SCOOP: Freeland to cancel $250 checks promised for 'Canada workers' in Monday's mini-budgetcp173661108.jpg
Cancellation of controversial PMO gift could be a kind of victory for Freeland
Chrystia Freeland
Finance Minister and Deputy Prime Minister Chrystia Freeland takes a question from a reporter (not visible) during a news conference at the National Press Theatre in Ottawa
If you're one of the nearly 19 million Canadian workers expecting a $250 check from the Liberal government in the new year, don't spend the money just yet.
Sources have told the National Post that Finance Minister Chrystia Freeland is set to change the government's stance on the "Canada workers' discount" that would cost about $4.68 billion.
A person familiar with the plans said the measure will not appear in Monday's budget update, but the government hopes to consider it again next year, if it can find another party to support it.
Emails to Freeland's office and the prime minister's office seeking confirmation were not returned by deadline. The Liberal government's original plan was to send $250 checks to 18.7 million Canadians who worked in 2023 and earned less than $150,000, but they were unable to get the measure approved by Parliament.

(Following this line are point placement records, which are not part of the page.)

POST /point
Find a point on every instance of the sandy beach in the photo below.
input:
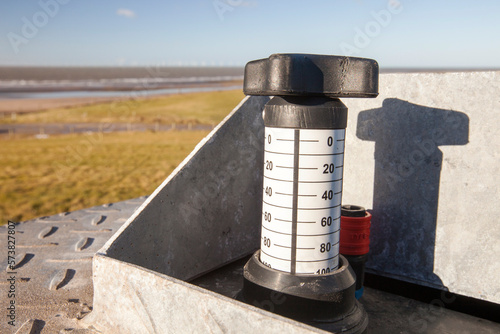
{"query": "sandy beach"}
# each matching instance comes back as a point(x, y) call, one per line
point(9, 106)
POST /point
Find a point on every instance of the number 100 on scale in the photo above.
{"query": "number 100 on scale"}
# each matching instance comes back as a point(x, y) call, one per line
point(302, 193)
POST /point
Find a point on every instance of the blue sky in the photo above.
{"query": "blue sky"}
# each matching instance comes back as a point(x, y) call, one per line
point(397, 33)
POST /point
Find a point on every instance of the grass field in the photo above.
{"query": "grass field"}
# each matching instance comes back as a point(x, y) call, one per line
point(196, 108)
point(71, 172)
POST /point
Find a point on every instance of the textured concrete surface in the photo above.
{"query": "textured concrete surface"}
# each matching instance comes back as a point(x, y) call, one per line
point(208, 211)
point(424, 157)
point(53, 286)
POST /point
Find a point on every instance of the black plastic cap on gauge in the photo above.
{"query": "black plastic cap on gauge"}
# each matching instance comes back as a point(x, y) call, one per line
point(312, 75)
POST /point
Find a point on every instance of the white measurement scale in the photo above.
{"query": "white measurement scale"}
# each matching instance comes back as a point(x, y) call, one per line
point(302, 194)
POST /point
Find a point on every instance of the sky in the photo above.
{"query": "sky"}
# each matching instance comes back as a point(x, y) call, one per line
point(397, 33)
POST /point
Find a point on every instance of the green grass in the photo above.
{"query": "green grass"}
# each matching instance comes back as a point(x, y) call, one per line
point(41, 177)
point(196, 108)
point(71, 172)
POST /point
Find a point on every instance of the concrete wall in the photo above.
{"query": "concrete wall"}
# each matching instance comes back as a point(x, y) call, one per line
point(424, 157)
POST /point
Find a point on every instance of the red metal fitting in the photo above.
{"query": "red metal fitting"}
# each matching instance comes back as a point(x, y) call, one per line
point(354, 230)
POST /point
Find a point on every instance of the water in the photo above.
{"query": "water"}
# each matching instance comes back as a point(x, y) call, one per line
point(57, 82)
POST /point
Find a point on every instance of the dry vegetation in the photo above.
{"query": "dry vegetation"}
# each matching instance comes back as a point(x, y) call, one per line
point(69, 172)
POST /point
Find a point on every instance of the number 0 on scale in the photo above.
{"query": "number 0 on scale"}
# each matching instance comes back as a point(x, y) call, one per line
point(302, 194)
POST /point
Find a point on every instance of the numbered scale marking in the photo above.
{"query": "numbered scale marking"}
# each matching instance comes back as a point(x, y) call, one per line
point(302, 194)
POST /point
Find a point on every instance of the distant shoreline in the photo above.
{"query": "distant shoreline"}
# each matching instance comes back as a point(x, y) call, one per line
point(9, 106)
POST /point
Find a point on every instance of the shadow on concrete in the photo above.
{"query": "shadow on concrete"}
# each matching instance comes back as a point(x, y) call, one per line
point(408, 163)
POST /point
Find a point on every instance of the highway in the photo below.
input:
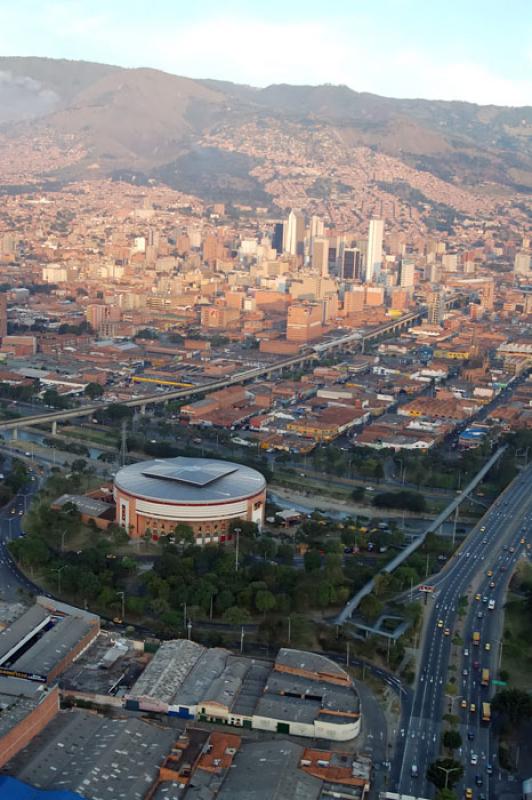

Although the GST break received support from the NDP, Jagmeet Singh has made it clear that his party would refuse to support the deduction checks unless seniors, people with disabilities and injured workers were included. The Bloc Québécois has taken a similar approach. An expanded rebate could add another $2 billion to the cost.
An official, who was not authorized to speak publicly, said the government was trying to stay within certain spending limits. Abandoning a commitment to spend nearly $5 billion on a measure that the Treasury Department did not think made financial sense will be seen as something of a victory for Freeland.
It has been widely reported that the affordability plan came from the Prime Minister's Office, which initially proposed the two-month GST holiday that began Saturday and the $250 stimulus checks planned for the spring.
However, it is clear that Freeland was not enthusiastic and that there has been a breakdown in the relationship between the two senior government ministers.
The finance minister appeared tense and appeared to be in tears when asked about the spending tensions at a news conference on Friday.
The last time a finance minister disagreed with the prime minister on spending — Bill Morneau on the level of COVID benefits — Trudeau decided Ottawa wasn't big enough for both of them.
Freeland appears to be under similar pressure, despite the prime minister's alleged affinity for her. Not a day goes by without a new story about former central banker Mark Carney being rumored to be replacing him. The Globe and Mail reported that the Prime Minister's Office was planning two scenarios for a cabinet reshuffle: one that would include Carney and one that would not. Emails to Carney seeking comment were not immediately returned.
Chrystia Freeland speaks at a news conference in Ottawa on Oct. 1, 2024. In her hand is written
Canadians want to know: Why does Chrystia Freeland have handwritten notes? Taylor Swift will perform at the Eras Tour concert in Vancouver on Friday, December 6, 2024. Trudeau received tickets for Taylor Swift directly from concert promoter Eras, according to the PMO.
A cabinet reshuffle is long overdue: there are two vacancies and four other ministers have said they will not run in the next election.
It remains possible that a reshuffle will take place on Tuesday and Carney will be unveiled as the new finance minister, although one source suggested the timing was increasingly unlikely.
But that is no way to run a country. We have reached a level of dysfunction at the top that is even greater than during the Morneau-Trudeau feud.
This is a makeshift government, with all the inconsistencies and communication problems that come with improvisation all the time. "There are a lot of moving parts," said one official.
The best that can be said about the disappearing checks is that they are not missing.
The program has not had the desired effect with voters. A Postmedia-Leger poll conducted earlier this month found that seven in 10 respondents thought the measures were just a vote-rigging ploy, with only one in five agreeing they were "good measures that will help people deal with inflation." The poll suggests that Liberal support has fallen since the plan was announced.
The budget update is expected to reveal deficits for 2023/24 and 2024/25 that are much higher than the $40 billion Freeland promised in the last budget.
She told Bloomberg last week that the debt-to-GDP ratio will fall, as promised, but she did not comment on the size of the deficit. Financial sources suggest it could reach $60 billion last year and this year. After canceling the $4.68 billion donation, Freeland can at least argue that the money would be better spent on measures that help Canada weather the incoming Trump administration, such as those she announced last Friday.
At a press conference in Toronto, she said the government will invest an additional $1.9 billion over six years in the nation's leading innovation tax credit, the Experimental Research and Development Tax Incentive, and an additional $1 billion in the Entrepreneurship Capital Catalyst Initiative. These funds will help grow Canadian mid-sized businesses.
She said the government will also spend billions of dollars on a program to build data centres by attracting investment from Canadian pension funds. Under the program, the funds are expected to invest $2 for every dollar the government spends on AI data centres, up to a total of $45 billion.
If the fall economic statement is Freeland's swan song as finance minister, she can at least claim to have tried to do something meaningful, rather than just a liberal use of junk.